A man catches a bottle by a robot during the 18th China Beijing International High-Tech Expo in Beijing, capital of China, May 13, 2015. [Photo/Xinhua] |
A future dilemma
Since the very beginnings of robotics research, concerns such as those related in Aesop's fable The Farmer and the Snake-about a farmer who tries to save a freezing snake by placing it in his jacket, only to be fatally bitten when the animal recovers-have never been far from people's minds.
In December, the British scientist Stephen Hawking told the BBC that the development of full artificial intelligence could "spell the end of the human race". A month later, Microsoft's Bill Gates said humans should be worried about the threat posed by artificial intelligence.
What makes Hawking and Gates so nervous is not the sight of the endlessly repetitive robotic arms on production lines, but the dream of the founders of robotic science: the creation of a machine capable of independent sensation, thought and action.
"If we feel the wind is rising, we consider putting on a coat, and then we get a coat and put it on.
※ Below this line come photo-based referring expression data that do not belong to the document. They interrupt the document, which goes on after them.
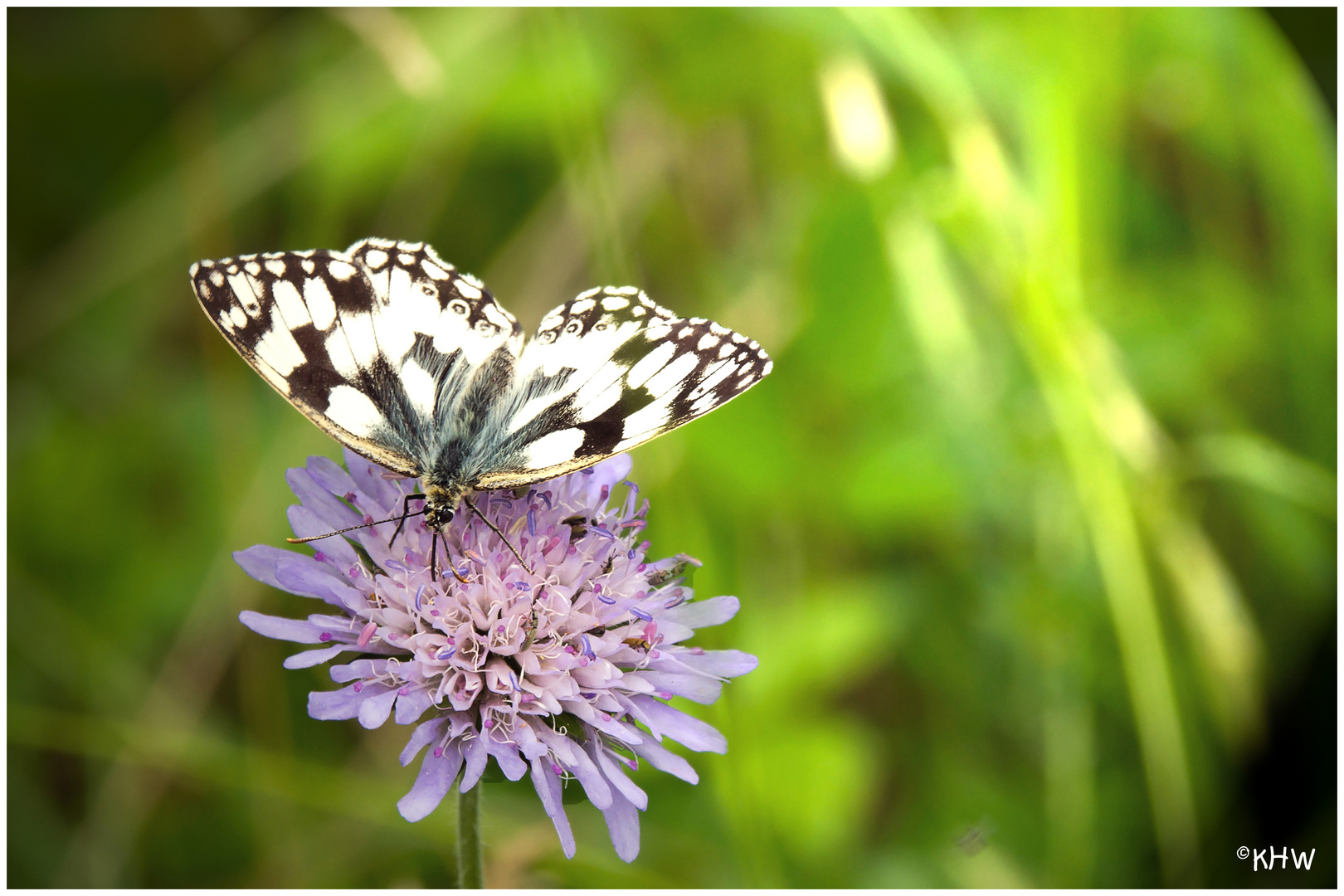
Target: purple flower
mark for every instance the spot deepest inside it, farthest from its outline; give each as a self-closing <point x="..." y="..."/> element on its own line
<point x="559" y="674"/>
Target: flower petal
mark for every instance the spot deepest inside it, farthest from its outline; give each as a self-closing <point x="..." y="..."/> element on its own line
<point x="422" y="737"/>
<point x="507" y="758"/>
<point x="622" y="820"/>
<point x="329" y="508"/>
<point x="368" y="477"/>
<point x="358" y="670"/>
<point x="693" y="687"/>
<point x="260" y="563"/>
<point x="667" y="761"/>
<point x="476" y="758"/>
<point x="616" y="777"/>
<point x="344" y="703"/>
<point x="312" y="579"/>
<point x="374" y="711"/>
<point x="305" y="524"/>
<point x="723" y="664"/>
<point x="314" y="657"/>
<point x="548" y="789"/>
<point x="667" y="722"/>
<point x="413" y="705"/>
<point x="431" y="783"/>
<point x="329" y="475"/>
<point x="698" y="614"/>
<point x="283" y="629"/>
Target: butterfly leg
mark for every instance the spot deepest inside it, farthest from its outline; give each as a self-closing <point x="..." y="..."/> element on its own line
<point x="433" y="558"/>
<point x="503" y="538"/>
<point x="407" y="512"/>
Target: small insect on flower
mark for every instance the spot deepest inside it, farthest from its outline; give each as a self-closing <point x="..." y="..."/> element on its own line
<point x="554" y="664"/>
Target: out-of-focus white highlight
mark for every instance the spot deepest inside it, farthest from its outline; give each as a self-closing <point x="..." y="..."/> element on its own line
<point x="862" y="134"/>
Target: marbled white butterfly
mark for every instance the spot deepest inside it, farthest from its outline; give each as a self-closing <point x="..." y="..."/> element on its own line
<point x="416" y="367"/>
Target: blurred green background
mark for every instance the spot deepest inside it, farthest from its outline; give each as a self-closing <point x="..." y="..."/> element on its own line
<point x="1034" y="523"/>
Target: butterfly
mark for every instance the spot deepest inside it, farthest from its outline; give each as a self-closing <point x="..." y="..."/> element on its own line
<point x="414" y="366"/>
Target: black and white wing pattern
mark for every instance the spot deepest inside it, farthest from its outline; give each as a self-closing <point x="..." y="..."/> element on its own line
<point x="383" y="345"/>
<point x="605" y="373"/>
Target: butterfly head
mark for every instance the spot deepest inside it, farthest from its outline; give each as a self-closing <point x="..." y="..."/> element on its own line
<point x="440" y="505"/>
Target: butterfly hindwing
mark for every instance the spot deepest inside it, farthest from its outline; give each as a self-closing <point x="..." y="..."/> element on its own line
<point x="379" y="344"/>
<point x="606" y="373"/>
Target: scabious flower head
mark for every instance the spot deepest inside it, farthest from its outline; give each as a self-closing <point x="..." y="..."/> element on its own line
<point x="561" y="672"/>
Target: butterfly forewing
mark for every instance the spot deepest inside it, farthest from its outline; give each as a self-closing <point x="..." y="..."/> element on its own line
<point x="606" y="373"/>
<point x="378" y="344"/>
<point x="414" y="366"/>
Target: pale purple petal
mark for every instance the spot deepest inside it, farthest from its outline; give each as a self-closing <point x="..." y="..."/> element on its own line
<point x="431" y="783"/>
<point x="344" y="703"/>
<point x="312" y="579"/>
<point x="421" y="738"/>
<point x="283" y="629"/>
<point x="699" y="614"/>
<point x="507" y="757"/>
<point x="548" y="789"/>
<point x="358" y="670"/>
<point x="594" y="785"/>
<point x="329" y="508"/>
<point x="312" y="657"/>
<point x="260" y="563"/>
<point x="667" y="761"/>
<point x="622" y="820"/>
<point x="616" y="777"/>
<point x="329" y="475"/>
<point x="665" y="722"/>
<point x="691" y="687"/>
<point x="476" y="759"/>
<point x="370" y="480"/>
<point x="724" y="664"/>
<point x="411" y="705"/>
<point x="305" y="524"/>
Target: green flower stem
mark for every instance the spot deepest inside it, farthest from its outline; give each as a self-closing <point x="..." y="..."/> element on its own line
<point x="470" y="864"/>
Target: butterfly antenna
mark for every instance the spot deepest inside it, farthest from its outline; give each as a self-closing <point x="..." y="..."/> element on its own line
<point x="433" y="557"/>
<point x="496" y="529"/>
<point x="348" y="528"/>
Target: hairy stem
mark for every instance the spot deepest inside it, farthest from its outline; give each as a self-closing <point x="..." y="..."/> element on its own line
<point x="470" y="864"/>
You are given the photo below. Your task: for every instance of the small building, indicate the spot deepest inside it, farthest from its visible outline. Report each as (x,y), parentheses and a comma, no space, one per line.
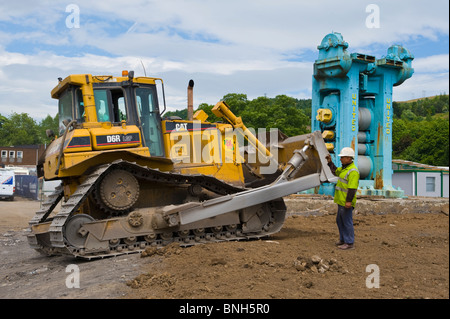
(417,179)
(23,155)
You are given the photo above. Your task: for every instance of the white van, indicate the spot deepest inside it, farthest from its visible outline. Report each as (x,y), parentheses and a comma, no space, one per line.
(7,184)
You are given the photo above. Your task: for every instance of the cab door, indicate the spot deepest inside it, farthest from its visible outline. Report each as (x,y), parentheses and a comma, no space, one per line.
(150,119)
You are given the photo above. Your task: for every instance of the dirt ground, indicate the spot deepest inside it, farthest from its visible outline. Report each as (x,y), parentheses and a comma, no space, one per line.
(402,251)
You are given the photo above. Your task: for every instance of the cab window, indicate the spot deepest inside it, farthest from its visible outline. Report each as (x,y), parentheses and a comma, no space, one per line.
(65,109)
(110,105)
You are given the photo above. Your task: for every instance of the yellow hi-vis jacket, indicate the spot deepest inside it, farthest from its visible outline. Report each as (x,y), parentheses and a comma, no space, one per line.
(348,177)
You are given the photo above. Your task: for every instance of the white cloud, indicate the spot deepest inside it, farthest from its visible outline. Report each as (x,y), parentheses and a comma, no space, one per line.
(225,46)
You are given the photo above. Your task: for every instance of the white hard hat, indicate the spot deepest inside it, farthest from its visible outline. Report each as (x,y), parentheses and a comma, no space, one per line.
(347,151)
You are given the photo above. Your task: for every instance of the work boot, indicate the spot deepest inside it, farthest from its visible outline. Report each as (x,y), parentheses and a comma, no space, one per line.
(346,246)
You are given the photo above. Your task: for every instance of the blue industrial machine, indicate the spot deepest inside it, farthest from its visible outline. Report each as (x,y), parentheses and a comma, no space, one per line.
(352,107)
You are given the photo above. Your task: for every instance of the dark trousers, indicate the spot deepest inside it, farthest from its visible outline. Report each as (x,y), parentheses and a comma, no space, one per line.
(344,220)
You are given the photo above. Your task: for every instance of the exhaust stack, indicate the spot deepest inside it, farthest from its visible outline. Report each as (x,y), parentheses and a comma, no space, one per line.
(190,100)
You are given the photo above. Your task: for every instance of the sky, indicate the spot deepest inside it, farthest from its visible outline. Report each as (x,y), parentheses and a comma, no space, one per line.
(253,47)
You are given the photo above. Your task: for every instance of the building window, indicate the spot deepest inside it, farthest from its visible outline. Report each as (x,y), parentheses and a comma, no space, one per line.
(431,181)
(19,156)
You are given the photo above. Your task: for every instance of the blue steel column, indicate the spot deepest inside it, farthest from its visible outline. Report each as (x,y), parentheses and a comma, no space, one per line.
(352,105)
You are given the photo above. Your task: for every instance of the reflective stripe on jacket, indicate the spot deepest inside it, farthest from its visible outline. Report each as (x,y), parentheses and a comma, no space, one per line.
(348,177)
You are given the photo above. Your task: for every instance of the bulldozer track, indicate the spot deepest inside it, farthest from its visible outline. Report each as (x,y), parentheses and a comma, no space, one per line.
(56,242)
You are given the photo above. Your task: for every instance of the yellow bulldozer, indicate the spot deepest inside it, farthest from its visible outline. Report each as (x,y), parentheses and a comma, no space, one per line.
(131,178)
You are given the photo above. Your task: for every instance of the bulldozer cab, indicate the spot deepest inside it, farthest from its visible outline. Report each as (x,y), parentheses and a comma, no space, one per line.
(118,101)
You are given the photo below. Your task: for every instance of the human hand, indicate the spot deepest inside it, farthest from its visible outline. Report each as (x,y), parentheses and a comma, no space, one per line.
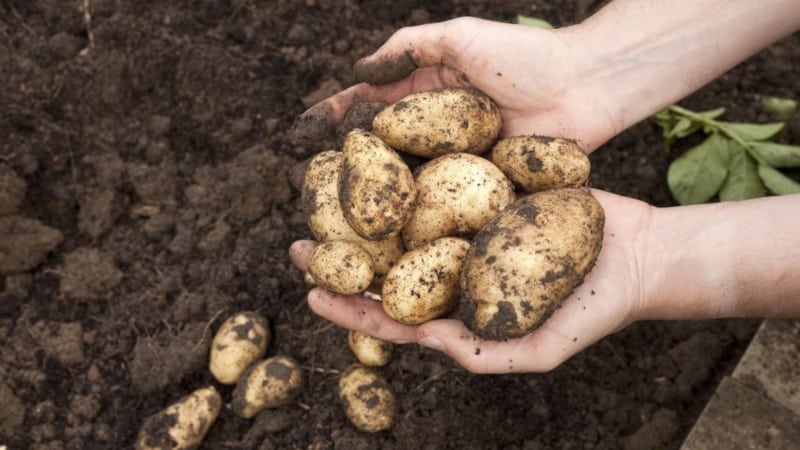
(609,299)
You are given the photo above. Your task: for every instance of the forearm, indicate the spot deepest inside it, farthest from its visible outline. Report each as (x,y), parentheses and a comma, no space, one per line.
(733,259)
(649,54)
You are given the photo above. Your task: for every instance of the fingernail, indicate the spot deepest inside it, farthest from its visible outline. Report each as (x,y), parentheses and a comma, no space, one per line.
(432,342)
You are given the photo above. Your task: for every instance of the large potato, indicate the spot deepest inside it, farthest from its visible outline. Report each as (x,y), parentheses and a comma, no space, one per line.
(523,264)
(376,188)
(441,121)
(368,401)
(456,195)
(425,282)
(538,163)
(320,198)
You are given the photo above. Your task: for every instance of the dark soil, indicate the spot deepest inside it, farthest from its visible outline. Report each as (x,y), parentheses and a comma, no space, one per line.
(144,197)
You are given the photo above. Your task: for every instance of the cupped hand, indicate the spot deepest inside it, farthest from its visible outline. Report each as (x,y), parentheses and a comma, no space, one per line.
(541,79)
(608,300)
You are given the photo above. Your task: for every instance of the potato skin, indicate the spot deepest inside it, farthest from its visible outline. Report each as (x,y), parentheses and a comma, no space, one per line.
(456,195)
(528,260)
(240,341)
(182,425)
(538,163)
(342,267)
(368,401)
(424,284)
(320,199)
(440,121)
(376,188)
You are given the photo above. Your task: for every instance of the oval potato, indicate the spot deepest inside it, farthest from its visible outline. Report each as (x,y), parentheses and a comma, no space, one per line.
(441,121)
(456,195)
(424,284)
(538,163)
(182,425)
(240,341)
(272,383)
(342,267)
(320,199)
(523,264)
(376,188)
(368,401)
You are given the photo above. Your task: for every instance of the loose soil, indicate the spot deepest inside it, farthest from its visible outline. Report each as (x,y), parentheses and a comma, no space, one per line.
(144,197)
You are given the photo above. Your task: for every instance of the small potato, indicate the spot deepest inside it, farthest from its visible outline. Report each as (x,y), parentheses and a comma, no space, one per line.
(341,267)
(538,163)
(320,199)
(440,121)
(370,351)
(182,425)
(376,188)
(424,284)
(271,383)
(240,341)
(456,195)
(523,264)
(368,401)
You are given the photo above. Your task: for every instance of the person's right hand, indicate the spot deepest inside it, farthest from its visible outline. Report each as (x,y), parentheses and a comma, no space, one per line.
(540,78)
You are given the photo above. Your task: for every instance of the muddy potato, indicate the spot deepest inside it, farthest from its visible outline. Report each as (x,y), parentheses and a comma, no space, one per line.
(523,264)
(376,187)
(440,121)
(368,401)
(370,351)
(182,425)
(424,284)
(537,163)
(240,341)
(320,199)
(271,383)
(340,266)
(456,195)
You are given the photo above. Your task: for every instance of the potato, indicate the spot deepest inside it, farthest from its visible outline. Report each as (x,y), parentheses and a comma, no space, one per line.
(376,188)
(424,284)
(272,383)
(523,264)
(441,121)
(182,425)
(370,351)
(537,163)
(368,401)
(456,195)
(341,267)
(320,198)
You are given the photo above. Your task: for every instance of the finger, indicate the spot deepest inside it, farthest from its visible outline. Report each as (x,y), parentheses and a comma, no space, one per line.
(358,313)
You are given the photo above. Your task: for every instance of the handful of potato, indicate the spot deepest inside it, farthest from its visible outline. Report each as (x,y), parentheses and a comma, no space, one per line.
(453,232)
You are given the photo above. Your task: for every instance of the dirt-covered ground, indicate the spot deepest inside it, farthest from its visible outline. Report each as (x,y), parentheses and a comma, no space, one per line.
(144,151)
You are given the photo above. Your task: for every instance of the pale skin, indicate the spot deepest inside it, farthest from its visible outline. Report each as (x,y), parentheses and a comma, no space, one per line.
(589,82)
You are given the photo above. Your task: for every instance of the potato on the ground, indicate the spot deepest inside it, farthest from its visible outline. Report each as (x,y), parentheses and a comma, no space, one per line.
(440,121)
(523,264)
(367,398)
(272,383)
(342,267)
(425,282)
(376,188)
(456,195)
(537,163)
(240,341)
(370,351)
(182,425)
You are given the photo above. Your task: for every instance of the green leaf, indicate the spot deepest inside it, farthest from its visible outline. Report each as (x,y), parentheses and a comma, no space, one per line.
(752,131)
(777,182)
(742,181)
(533,21)
(776,155)
(699,173)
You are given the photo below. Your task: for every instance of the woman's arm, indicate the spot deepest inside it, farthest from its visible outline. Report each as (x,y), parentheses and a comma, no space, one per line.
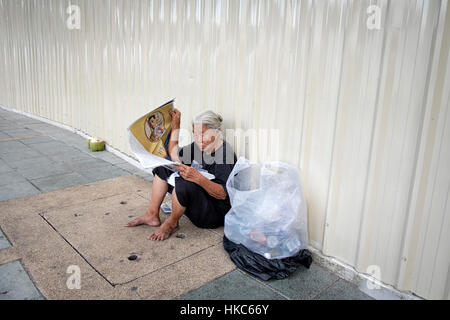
(214,189)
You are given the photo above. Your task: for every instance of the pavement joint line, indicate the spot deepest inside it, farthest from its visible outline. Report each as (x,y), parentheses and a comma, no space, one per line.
(265,285)
(6,237)
(28,273)
(34,185)
(71,204)
(170,264)
(326,288)
(76,250)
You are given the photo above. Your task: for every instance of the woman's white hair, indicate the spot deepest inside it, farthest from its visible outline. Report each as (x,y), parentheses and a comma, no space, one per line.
(209,118)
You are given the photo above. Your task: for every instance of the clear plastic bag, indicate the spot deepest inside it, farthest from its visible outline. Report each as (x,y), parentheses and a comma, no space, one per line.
(268,214)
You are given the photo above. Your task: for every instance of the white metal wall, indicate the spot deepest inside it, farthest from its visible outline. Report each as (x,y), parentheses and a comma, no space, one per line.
(363,113)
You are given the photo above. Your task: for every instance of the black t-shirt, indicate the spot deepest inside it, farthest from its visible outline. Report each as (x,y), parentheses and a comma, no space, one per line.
(219,163)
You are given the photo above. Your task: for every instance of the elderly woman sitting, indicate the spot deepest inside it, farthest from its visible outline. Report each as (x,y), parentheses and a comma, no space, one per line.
(205,202)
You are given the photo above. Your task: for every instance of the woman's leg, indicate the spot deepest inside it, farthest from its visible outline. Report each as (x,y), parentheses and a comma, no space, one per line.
(171,223)
(151,216)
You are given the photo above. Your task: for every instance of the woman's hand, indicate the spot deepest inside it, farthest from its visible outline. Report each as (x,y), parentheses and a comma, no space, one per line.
(176,116)
(189,173)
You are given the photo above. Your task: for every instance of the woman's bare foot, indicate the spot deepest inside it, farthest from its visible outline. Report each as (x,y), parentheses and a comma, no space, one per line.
(164,232)
(148,218)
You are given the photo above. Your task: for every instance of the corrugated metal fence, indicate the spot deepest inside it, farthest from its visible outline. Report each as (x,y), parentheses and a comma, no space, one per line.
(357,92)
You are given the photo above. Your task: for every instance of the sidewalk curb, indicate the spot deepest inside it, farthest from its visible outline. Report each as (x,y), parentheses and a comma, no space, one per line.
(108,148)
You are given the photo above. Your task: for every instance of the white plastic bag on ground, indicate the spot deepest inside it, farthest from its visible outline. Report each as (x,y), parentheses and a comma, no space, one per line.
(268,214)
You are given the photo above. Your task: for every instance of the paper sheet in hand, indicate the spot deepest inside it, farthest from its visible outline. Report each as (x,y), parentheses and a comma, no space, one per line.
(149,136)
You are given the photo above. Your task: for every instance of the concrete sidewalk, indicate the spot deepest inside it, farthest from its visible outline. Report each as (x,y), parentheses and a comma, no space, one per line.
(62,210)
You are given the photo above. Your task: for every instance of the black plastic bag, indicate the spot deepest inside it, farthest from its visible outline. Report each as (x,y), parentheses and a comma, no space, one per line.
(262,268)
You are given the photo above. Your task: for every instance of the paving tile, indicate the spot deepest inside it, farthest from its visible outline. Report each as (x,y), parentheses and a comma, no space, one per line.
(14,155)
(31,162)
(132,169)
(10,178)
(17,133)
(4,243)
(304,283)
(15,283)
(4,135)
(343,290)
(45,170)
(185,275)
(9,125)
(4,167)
(70,156)
(17,190)
(79,165)
(106,156)
(51,183)
(37,140)
(53,148)
(233,286)
(11,146)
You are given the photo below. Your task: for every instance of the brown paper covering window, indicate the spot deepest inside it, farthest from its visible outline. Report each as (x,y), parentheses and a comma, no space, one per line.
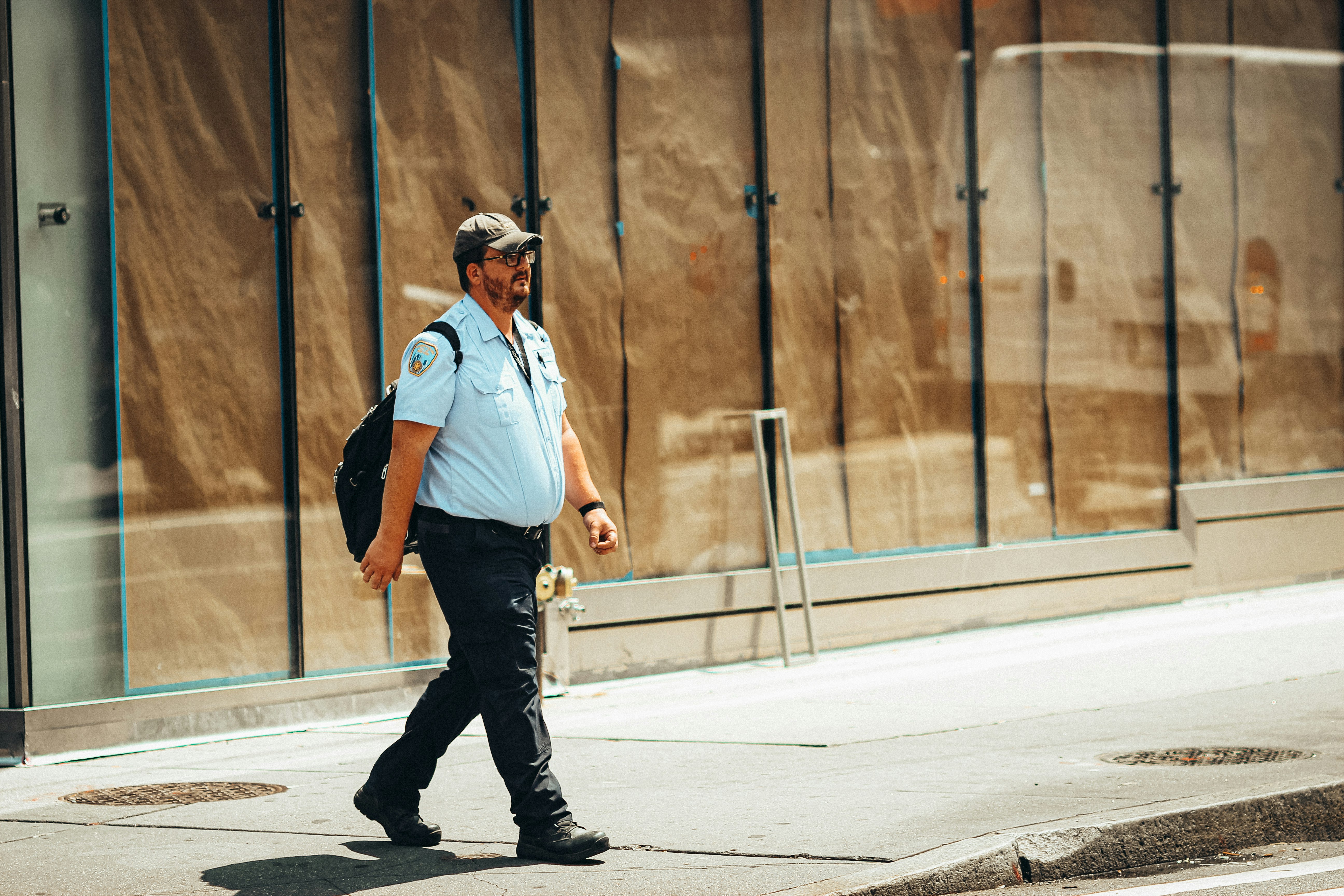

In the past few decades, what we have done in robotics development has focused on giving robots the ability to grab a coat and put it on-the ability to act-but we have not given them the ability to perceive and think, which is the most difficult part," Xu Yangsheng, a member of the Chinese Academy of Engineering, told the 2015 China Conference of Artificial Intelligence, held in Beijing on July 25 and 26.
"Now is the time to be open to the idea of creating intelligence for robots," he said.
Artificial intelligence research began at a 1956 conference at Dartmouth College in the US, and early pioneers were convinced that it would only take a few decades to build a machine as intelligent as a human being.
That vision later proved to be a serious underestimation of the complexity of the task, and AI development entered a slow phase.
However, fast-paced improvements in hardware and the relatively recent development of big data-large, complex sets of data that can provide insights that lead to better, more accurate decision-making-have brought hope for the future of AI. Between 2009 and 2013, about $17 billion was poured into the global AI sector, which grew at more than 60 percent a year, according to a 2014 report published by the quantitative analysis company Quid.
"The development of the Internet and big data has brought a new spring for the development of AI, because big data on the Internet provides plenty of materials for AI, and thus promotes the comprehensiveness and accuracy of its learning ability," said Tan Tieniu, deputy secretary-general of the Chinese Academy of Sciences.
"However, it's still too early to say that robots are becoming smarter than humans because there's still a long way to go before we come close to developing a general-purpose AI," he said.